Two wealthy donors offer reward for Donald Trump's tax returns

Campaign chair denies financial relationship between Trump and Russia

PHILADELPHIA - The wealthy Democratic donors, many of them executives who run complex businesses, know firsthand how revealing tax returns can be. Perhaps that's why they can't stop talking about Republican nominee Donald Trump's refusal to release his.

In their suites at the Ritz Carlton hotel, where many are staying during this week's Democratic convention, and at its auxiliary swanky parties, the supporters of Hillary Clinton are sounding the alarm about Trump's break with decades of presidential campaign tradition.

Clinton put out eight years of recent tax filings last summer, and they lament that voters don't seem to understand why Trump's refusal to do the same matters.

Democratic talk of the taxes spilled onto the convention stage Wednesday night. Vice presidential candidate Tim Kaine, mocking Trump, said, "Believe me, there's nothing suspicious in my tax returns. Believe me!" The crowd laughed.

There's even a literally a bounty for the Trump documents.

Moishe Mana, a top fundraiser for Clinton, has offered to give $1 million to the charity of Trump's choice if he makes them public. He joins an unnamed Republican donor working with Clinton ally David Brock who has made a similar offer of $5 million.

"Through his financial documents, we are trying to break into the image that he's portraying to the American people," said Mana, a real estate developer in Miami. "He says he's a successful businessman who wants to do for the country what he did for his company. Well, go ahead, show me the money."

Trump is unmoved. The billionaire owner of the Trump Organization, an international development company, says the Internal Revenue Service is reviewing his most recent returns and that he'll release them once that audit is complete.

He reiterated that plan at a news conference Wednesday in Doral, Florida. Asked when he would put out the documents, he said: "I don't know. Depends on the audit."

There's no telling whether that would happen before Election Day, but the IRS says there's no legal reason Trump can't make the tax returns public even as they are under review.

The issue has flared up in recent days, in the wake of the hack of emails at the Democratic National Committee that the Obama administration said Wednesday was almost certainly the work of Russia. The group WikiLeaks released the emails on the eve of the convention, a leak its leader Julian Assange has said was timed to inflict political damage on Clinton.

Trump said Wednesday that he has no ties to Russia whatsoever, but that hasn't stopped Democratic donors in Philadelphia from saying that in the absence of Trump's tax returns, voters are left to wonder whether there are undisclosed financial ties between Trump and foreign entities.

"Think of what's gone on just this week and connect the dotted lines," said top Clinton donor J.B. Pritzker, a billionaire venture capitalist in Chicago. "I'm not sure what's going on, but it sure doesn't look good. The question is who his investors are, and whether there are any in China or Russia that are affecting his personal income."
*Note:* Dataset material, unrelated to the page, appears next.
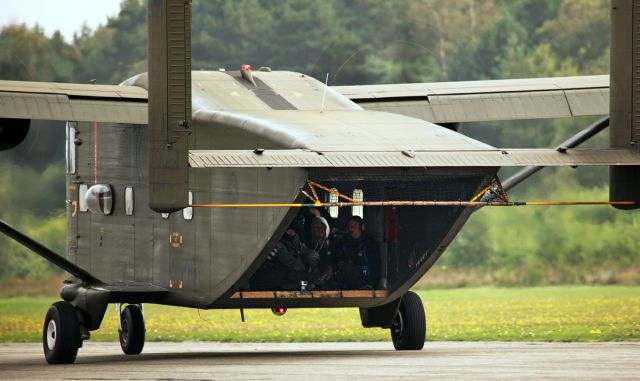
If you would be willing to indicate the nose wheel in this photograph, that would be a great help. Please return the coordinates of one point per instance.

Mana also wants that answered. If Trump's elected president, he said, "how much in debt would we be to other countries? This is about the security of the United States. We have the right to make sure he's not in debt to other countries."

While information about Trump's debts has been made public in personal financial disclosures filed with federal election regulators, the Democratic donors say access to his taxes might shed light on previously unknown business arrangements. The returns would also detail for the first time how much he pays in income tax and how much he gives to charity.

"He is obfuscating in order to avoid being discovered as a liar," Pritzker said.

The 2012 GOP nominee, Mitt Romney, resisted putting out his 2011 tax return until the September just before the election, after being pressed for months about doing so. The documents showed he paid an effective tax rate of 14.1 percent, far lower than the average person, spawning days of bad headlines.

Other presidential candidates, including Republican Texas Sen. Ted Cruz, have been dinged for not giving much to charity.

Bill and Hillary Clinton paid an overall federal tax rate of 31.6 percent between 2007 and 2014, her returns showed. In 2014, they donated almost 11 percent of their income to charity.

In addition to blaming the IRS audit, Trump has said in interviews that it might not make political sense for him to put out his returns.

Romney's returns were "a tiny peanut compared to mine," Trump said on "Meet the Press" in an interview that aired last Sunday. There was little controversial in the Romney documents, he said.

Yet the media "made him look bad," Trump said. "In fact, I think he lost his election because of that."